Least Squares - More Formal Notation
Thomas J. Kennedy
1 TL;DR
Given a collection of discrete points we need to find a line (polynomial of degree one) of best fit. Since more than two points will be included, it is extremely unlikely to have a single line pass perfectly through every point (i.e., for all points to be collinear). Instead a line of best fit is computed. While most cases use a line, it is possible
-
for a polynomial of any degree to be used as an approximation function (provided a sufficient number of points).
-
to extend the problem to 3 or more spatial dimensions.
2 Formalizing Notation
So far we have discussed three functions:
- $f(x)$ or $f$ - the unknown function to be approximated
- $\varphi$ - a possible approximation function
- $\hat{\varphi}$ - the best possible approximation function
We need to find the best possible approximation function
$$ \hat{\varphi} $$
out of all approximation functions
$$ \Phi $$
that minimizes error. In the next module we will define the weighted L2-Norm
\[ ||f - \hat{\varphi}|| \]
and use it to formally derive a more rigorous form of Least Squares Approximation.
3 Basis Functions
So far, we have defined $\varphi$ as
\[ \begin{align} \varphi & = c_0 + c_1 x + c_2 x^2 + c_3 x^3 + … + c_{n-2} x^{n-2} + c_{n-1} x^{n-1} + c_n x^n \\ & = \sum_{i=0}^{n} c_i x^i \\ \end{align} \]
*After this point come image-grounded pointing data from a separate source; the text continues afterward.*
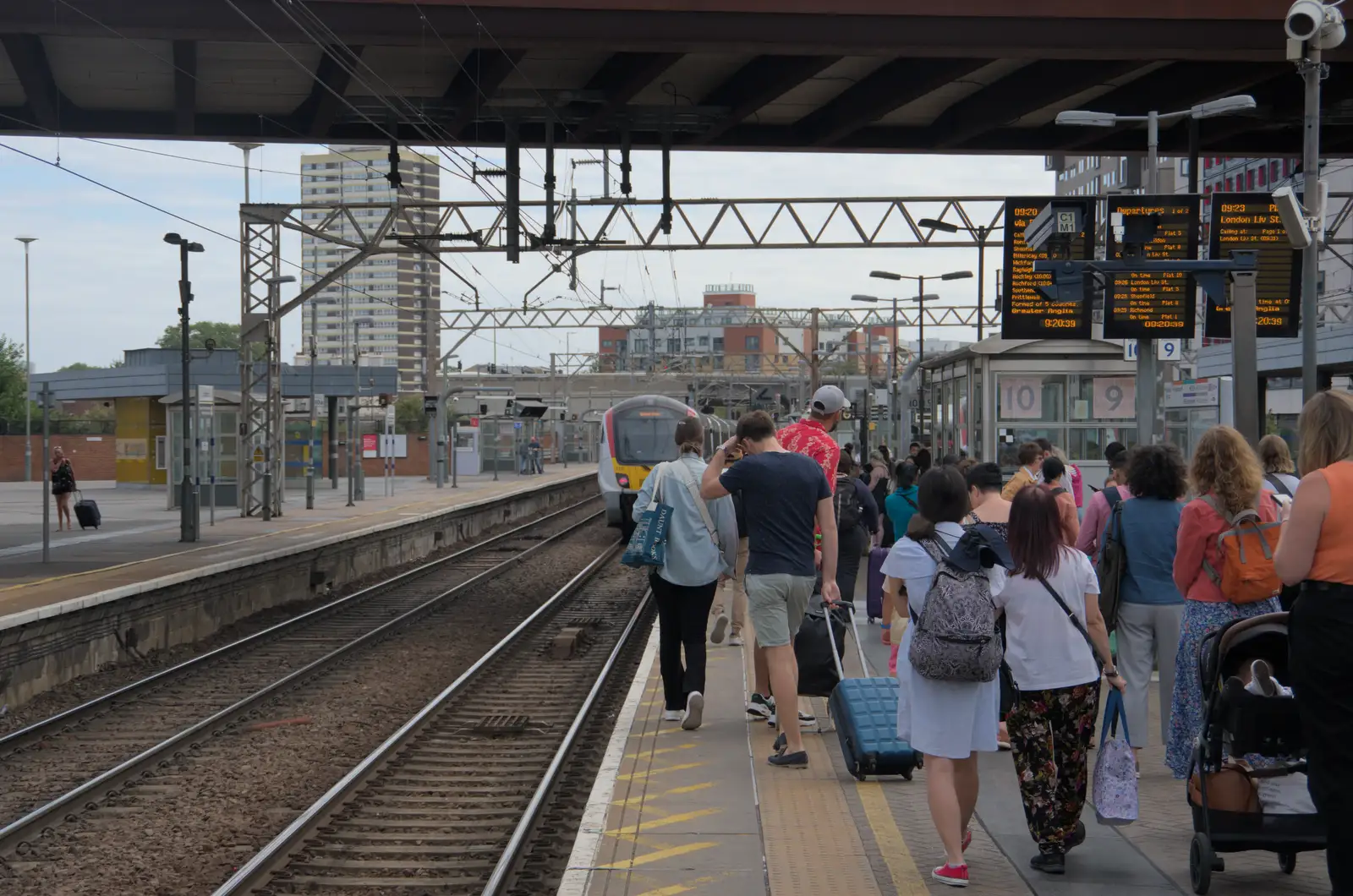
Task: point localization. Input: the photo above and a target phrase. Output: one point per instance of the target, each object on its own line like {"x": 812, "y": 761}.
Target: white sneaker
{"x": 694, "y": 709}
{"x": 720, "y": 627}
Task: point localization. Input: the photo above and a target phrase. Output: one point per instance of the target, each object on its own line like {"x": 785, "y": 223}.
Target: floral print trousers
{"x": 1050, "y": 738}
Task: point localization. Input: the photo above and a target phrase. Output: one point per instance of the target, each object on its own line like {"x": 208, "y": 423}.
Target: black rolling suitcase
{"x": 87, "y": 512}
{"x": 865, "y": 711}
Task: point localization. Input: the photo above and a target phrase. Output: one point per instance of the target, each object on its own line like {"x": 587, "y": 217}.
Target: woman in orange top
{"x": 1317, "y": 549}
{"x": 1226, "y": 470}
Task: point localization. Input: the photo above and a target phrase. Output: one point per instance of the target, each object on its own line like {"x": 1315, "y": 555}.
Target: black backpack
{"x": 846, "y": 502}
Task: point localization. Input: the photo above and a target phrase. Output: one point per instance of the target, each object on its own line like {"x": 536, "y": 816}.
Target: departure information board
{"x": 1251, "y": 221}
{"x": 1153, "y": 306}
{"x": 1026, "y": 313}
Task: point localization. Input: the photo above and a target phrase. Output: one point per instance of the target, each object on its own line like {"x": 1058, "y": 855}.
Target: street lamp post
{"x": 1148, "y": 369}
{"x": 981, "y": 232}
{"x": 922, "y": 297}
{"x": 247, "y": 149}
{"x": 355, "y": 407}
{"x": 27, "y": 366}
{"x": 187, "y": 499}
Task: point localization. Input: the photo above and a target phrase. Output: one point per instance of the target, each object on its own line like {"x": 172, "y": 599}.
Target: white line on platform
{"x": 61, "y": 542}
{"x": 588, "y": 844}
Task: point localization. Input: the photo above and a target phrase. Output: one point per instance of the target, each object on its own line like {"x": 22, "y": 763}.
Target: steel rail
{"x": 520, "y": 839}
{"x": 14, "y": 835}
{"x": 42, "y": 729}
{"x": 257, "y": 871}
This can be generalized by factoring out the basis functions.
\[ \begin{align} \varphi & = c_0 \pi_0 + c_1 \pi_1 + c_2 \pi_2 + c_3 \pi_3 + … + c_{n-2} \pi_{n-2} + c_{n-1} \pi_{n-1} + c_n \pi_n \\ & = \sum_{i=0}^{n} c_i \pi_i \\ \end{align} \]
For the problems solved thus far the polynomial basis functions would be defined as:
\[ \begin{align} \pi_0 & = x^0 \\ \pi_1 & = x^1 \\ \pi_2 & = x^2 \\ \pi_3 & = x^3 \\ \pi_0 & = x^4 \\ \vdots & = \vdots \\ \pi_{n-1} & = x^{n-1} \\ \pi_{n} & = x^n \\ \end{align} \]
Note the qualifier polynomial before the most recent use of the term basis functions. Thus far, examples have focused on linear combinations of monomials (e.g., $c_i x^i$). However, different basis functions (e.g., $sin(x)$ or $e^x$) can be used instead (if appropriate).